The second take away is about the value of improving data quality. Data People frequently complain about underinvestment in data quality and how other people don’t really understand the problems caused by poor data quality. I think part of the reason this happens is because most people don’t look at raw data, they look at summary KPIs. And then unconsciously assume that if they can drive major business decisions with their KPIs, their data quality is good enough for everything else.
An example of this can be seen in the way people sometimes evaluate how machine issues are driving overall service costs. One way to approach this is using the pareto principle and focusing on the issues driving the most costs. You can take one year of data and add up the number of times each issue occurred, and multiply that by the financial costs of each issue. In this way, you’ll see which issues are costing you the most annually. Even If 20% of the issue labels are incorrect, the ranking of the individual items in the pareto might be a bit different, but the big cost drivers will probably still be the big cost drivers, and the small issues are less of a cost concern when compared to the big issues. So even with 20% label noise, your pareto breakdown is still correct. So you might assume the data is good enough for anything you want to do with it.

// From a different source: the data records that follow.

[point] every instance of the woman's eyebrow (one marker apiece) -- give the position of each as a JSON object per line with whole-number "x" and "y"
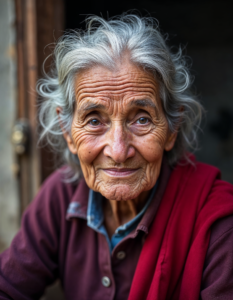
{"x": 144, "y": 103}
{"x": 90, "y": 106}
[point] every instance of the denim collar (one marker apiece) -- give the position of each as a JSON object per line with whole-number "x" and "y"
{"x": 95, "y": 217}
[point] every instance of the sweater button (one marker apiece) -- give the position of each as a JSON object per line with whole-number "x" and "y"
{"x": 106, "y": 281}
{"x": 121, "y": 255}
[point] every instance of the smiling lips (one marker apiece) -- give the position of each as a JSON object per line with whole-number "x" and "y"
{"x": 116, "y": 172}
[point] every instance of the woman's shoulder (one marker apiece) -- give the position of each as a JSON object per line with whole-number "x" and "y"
{"x": 55, "y": 194}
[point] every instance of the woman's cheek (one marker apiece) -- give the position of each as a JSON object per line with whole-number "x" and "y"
{"x": 89, "y": 148}
{"x": 151, "y": 150}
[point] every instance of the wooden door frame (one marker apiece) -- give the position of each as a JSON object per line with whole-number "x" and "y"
{"x": 37, "y": 21}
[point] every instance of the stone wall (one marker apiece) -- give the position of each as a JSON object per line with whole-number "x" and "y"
{"x": 9, "y": 203}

As we’ve seen, that 20% matters a lot when it comes to getting the business value you expected from predictive models. In many cases, fixing those data quality issues isn’t just about hiring a person to focus on cleaning up data, but about revamping the entire process and software interface used to collect data.

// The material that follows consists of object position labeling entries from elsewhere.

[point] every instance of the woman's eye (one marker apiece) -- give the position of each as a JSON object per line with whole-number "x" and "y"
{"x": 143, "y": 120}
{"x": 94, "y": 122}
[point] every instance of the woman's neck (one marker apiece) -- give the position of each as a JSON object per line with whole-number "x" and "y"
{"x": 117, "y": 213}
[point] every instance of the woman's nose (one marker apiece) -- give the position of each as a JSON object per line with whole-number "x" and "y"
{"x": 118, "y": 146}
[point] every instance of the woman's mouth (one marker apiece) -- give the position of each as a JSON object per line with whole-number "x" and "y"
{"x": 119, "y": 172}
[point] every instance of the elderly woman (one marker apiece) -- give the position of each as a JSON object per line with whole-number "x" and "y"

As a manager, it can be tiresome to listen to Data Scientists complain about data quality, especially when the quality seems fine for everybody else. Just remember, what they might be trying to tell you is that with your current data, your goal of saving X million dollars using predictive maintenance is just an unattainable dream. If you aren’t prepared invest in improving your data quality, it’s better if you know that today instead of waiting years for the program to fall flat on it’s face.